KAREL VAN DE WOESTYNE aan
Nora & Manuël de Bom.
't Is eerst om u van harte proficiat te wenschen, o echt-paar onzer vriendschap, 'dat Nora weêr het pad der gezondheid bewandelt, en u te zeggen dat het ons deugd aan 't hart doet, het te vernemen. Moge de lucht van Cappellen, in deze lieflijke October-maand, hare longers[*] in perfecten toestand terugbrengen en haar voor aanstaanden winter bestand maken tegen de ergste buien, Amen! — 't Is gelijk, ze moet niet meer herbeginnen, zulle! Want, daargelaten dat het ook voor háar beter is, heeft ze ons eene alteratie van belang gegeven!... Enfin, all well that ends well, gelijk onze geachte collega Shakers-peare zou hebben gezeid (in't Engelsch).[1]
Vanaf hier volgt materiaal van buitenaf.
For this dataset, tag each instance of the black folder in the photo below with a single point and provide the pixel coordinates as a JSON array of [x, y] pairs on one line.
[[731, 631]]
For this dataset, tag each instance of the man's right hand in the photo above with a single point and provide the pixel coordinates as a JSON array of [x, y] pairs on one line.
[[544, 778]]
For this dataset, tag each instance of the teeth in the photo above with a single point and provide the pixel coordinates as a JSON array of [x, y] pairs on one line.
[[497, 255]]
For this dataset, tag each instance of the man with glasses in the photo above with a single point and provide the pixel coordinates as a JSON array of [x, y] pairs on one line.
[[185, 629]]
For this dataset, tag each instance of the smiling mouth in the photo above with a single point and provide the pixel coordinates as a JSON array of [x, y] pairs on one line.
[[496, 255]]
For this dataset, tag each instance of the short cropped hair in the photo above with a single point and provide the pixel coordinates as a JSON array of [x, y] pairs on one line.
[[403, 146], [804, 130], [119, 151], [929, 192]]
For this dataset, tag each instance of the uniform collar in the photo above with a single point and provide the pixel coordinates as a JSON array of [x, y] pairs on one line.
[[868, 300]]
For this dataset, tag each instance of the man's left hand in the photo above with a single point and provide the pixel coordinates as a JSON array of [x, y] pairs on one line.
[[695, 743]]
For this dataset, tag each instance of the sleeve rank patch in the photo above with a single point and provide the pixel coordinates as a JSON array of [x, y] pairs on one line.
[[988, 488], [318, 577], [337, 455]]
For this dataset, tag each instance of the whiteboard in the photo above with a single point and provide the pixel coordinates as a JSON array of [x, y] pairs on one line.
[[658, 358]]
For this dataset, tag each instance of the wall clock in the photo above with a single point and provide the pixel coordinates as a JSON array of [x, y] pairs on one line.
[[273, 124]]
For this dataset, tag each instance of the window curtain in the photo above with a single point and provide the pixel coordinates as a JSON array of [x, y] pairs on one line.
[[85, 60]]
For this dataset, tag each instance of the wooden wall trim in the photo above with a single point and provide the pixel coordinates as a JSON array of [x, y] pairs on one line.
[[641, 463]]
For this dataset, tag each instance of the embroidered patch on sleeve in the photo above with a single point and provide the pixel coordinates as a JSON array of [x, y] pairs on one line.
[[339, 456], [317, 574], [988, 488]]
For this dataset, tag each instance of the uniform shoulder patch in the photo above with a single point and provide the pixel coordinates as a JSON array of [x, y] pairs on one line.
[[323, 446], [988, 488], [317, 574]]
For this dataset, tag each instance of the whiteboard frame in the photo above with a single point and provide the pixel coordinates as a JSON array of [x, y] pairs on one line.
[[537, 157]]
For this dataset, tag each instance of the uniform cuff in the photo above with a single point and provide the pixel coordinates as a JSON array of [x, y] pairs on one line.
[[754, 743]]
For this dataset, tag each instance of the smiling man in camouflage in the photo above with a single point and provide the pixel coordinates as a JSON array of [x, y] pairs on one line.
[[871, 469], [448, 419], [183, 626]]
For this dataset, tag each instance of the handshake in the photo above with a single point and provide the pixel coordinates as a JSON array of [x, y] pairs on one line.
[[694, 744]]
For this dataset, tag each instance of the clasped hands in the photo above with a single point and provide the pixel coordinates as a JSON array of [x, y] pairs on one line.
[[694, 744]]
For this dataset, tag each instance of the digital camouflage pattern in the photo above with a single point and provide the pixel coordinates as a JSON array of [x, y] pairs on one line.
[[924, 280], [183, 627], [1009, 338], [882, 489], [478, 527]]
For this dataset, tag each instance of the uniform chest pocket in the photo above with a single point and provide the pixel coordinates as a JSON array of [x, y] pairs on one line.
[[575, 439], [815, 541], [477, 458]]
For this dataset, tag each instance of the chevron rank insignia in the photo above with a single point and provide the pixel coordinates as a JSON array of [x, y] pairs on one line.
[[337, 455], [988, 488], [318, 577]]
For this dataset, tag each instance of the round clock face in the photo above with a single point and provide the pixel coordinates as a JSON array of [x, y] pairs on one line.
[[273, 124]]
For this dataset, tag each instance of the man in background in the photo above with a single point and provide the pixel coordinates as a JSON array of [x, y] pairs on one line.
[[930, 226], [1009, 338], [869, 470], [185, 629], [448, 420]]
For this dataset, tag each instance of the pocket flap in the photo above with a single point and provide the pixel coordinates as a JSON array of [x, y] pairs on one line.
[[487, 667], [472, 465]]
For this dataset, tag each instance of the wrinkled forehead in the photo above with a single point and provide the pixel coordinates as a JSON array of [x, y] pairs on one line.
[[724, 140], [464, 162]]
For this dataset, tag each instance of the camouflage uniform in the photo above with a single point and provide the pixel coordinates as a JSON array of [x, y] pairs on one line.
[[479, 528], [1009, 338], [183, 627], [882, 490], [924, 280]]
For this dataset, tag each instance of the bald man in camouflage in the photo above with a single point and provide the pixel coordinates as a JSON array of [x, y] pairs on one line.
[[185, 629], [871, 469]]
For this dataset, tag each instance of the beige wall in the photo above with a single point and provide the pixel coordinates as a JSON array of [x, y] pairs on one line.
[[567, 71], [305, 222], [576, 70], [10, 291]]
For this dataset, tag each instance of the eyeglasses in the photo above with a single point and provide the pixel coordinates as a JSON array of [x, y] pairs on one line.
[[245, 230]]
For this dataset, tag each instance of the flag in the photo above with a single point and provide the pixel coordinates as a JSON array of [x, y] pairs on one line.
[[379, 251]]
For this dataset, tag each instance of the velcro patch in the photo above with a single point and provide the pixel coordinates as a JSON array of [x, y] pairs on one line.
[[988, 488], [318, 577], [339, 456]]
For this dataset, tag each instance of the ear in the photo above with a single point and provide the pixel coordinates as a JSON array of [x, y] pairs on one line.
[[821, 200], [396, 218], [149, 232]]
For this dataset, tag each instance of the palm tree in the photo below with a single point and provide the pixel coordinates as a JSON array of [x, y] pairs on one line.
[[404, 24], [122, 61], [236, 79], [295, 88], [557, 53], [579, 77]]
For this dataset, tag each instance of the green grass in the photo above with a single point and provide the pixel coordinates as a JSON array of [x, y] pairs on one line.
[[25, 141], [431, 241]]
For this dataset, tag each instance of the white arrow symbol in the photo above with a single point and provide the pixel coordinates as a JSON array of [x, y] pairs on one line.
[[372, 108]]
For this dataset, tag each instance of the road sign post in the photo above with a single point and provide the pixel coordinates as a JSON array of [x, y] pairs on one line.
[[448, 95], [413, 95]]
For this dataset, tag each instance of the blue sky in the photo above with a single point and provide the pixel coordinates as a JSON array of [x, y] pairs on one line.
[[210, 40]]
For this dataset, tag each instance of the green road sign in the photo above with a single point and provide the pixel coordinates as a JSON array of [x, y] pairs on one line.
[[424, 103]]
't Is ten tweede om mij gauw af te maken van de commissie van onze geachte confrater Enschedé.[2] Ziehier: de Praetere heeft, als ik goede memorie heb, eerst tot in 1900 in Gent gedrukt ("Lenteleven", "Verzen" van Teirlinck, een paar prospectussen, een — zeer schoonen — omzendbrief voor een Avelghemsch wijn-han-delaar (vragen aan Streuvels) en de "Katalog der Ausstellung Vlämischer Künstler" in Krefeld.[3] Daarna eerste, zes- of zeven-maandsch, verblijf in Krefeld, er heen geroepen door Dr Deneken, kustos van het Kaiser Wilhelm-museum, als leeraar, aldaar, aan de Kunstgewerbe-Schule. — Naar Laethem terug, waar hij weêr aan den druk gaat: Vader-huis, Natuur van De Clercq, Lucifer van Vondel.[4] In 1903, weêr naar Krefeld, waar hij weêr teekenleeraar wordt, niet meer, echter, aan de Kunstgewerbe-Schule, geloof ik [te vragen aan zijn oud-Collega J[ohan] Thorn-Prikker, professor aan de Kunstgewerbe Schule, Krefeld]. Eindelijk, tot aller niet geringe verwondering: in 1905, benoemd tot Kustos van het Museum (zuivere en "ange­wandte" Kunst) van Zürich, ievers in Zwitserland.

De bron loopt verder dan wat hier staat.